Nature Communications (Aug 2023)

A versatile, fast and unbiased method for estimation of gene-by-environment interaction effects on biobank-scale datasets

  • Matteo Di Scipio,
  • Mohammad Khan,
  • Shihong Mao,
  • Michael Chong,
  • Conor Judge,
  • Nazia Pathan,
  • Nicolas Perrot,
  • Walter Nelson,
  • Ricky Lali,
  • Shuang Di,
  • Robert Morton,
  • Jeremy Petch,
  • Guillaume Paré

DOI
https://doi.org/10.1038/s41467-023-40913-7
Journal volume & issue
Vol. 14, no. 1
pp. 1 – 15

Abstract

Read online

Abstract Identification of gene-by-environment interactions (GxE) is crucial to understand the interplay of environmental effects on complex traits. However, current methods evaluating GxE on biobank-scale datasets have limitations. We introduce MonsterLM, a multiple linear regression method that does not rely on model specification and provides unbiased estimates of variance explained by GxE. We demonstrate robustness of MonsterLM through comprehensive genome-wide simulations using real genetic data from 325,989 individuals.
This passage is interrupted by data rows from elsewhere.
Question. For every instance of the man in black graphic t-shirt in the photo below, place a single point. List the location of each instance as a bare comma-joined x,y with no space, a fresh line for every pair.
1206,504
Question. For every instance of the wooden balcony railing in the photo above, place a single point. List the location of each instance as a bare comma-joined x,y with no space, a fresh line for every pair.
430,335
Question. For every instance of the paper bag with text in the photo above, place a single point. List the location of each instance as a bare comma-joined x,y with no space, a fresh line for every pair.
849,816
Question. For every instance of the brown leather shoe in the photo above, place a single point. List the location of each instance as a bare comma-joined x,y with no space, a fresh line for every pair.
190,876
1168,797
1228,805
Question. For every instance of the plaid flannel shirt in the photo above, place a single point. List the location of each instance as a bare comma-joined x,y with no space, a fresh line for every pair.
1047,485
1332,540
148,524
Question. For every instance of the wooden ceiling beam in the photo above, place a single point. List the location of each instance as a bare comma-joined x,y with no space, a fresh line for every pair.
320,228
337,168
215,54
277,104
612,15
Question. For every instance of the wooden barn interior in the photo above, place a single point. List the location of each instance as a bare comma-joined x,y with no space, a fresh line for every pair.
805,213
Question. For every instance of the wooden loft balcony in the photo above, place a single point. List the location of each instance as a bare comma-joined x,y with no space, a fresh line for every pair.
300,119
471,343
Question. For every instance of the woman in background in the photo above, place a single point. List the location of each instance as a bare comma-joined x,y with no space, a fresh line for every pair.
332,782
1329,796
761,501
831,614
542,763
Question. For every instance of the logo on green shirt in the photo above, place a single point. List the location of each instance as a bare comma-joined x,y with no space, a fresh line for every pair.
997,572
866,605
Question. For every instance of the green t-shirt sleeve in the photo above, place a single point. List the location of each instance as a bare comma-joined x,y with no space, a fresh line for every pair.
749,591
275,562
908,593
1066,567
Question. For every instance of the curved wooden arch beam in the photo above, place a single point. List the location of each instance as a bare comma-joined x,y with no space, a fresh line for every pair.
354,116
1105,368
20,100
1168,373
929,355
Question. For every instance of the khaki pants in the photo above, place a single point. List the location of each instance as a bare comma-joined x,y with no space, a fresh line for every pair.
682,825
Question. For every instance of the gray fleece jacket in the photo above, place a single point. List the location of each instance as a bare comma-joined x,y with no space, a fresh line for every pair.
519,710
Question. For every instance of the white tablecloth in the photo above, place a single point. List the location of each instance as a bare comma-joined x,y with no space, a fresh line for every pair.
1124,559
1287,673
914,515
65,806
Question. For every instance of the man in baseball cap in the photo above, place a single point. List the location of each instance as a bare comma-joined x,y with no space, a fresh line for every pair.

We estimate GxE using waist-to-hip-ratio, smoking, and exercise as the environmental variables on 13 outcomes (N = 297,529-325,989) in the UK Biobank. GxE variance is significant for 8 environment-outcome pairs, ranging from 0.009 – 0.071. The majority of GxE variance involves SNPs without strong marginal or interaction associations. We observe modest improvements in polygenic score prediction when incorporating GxE. Our results imply a significant contribution of GxE to complex trait variance and we show MonsterLM to be well-purposed to handle this with biobank-scale data.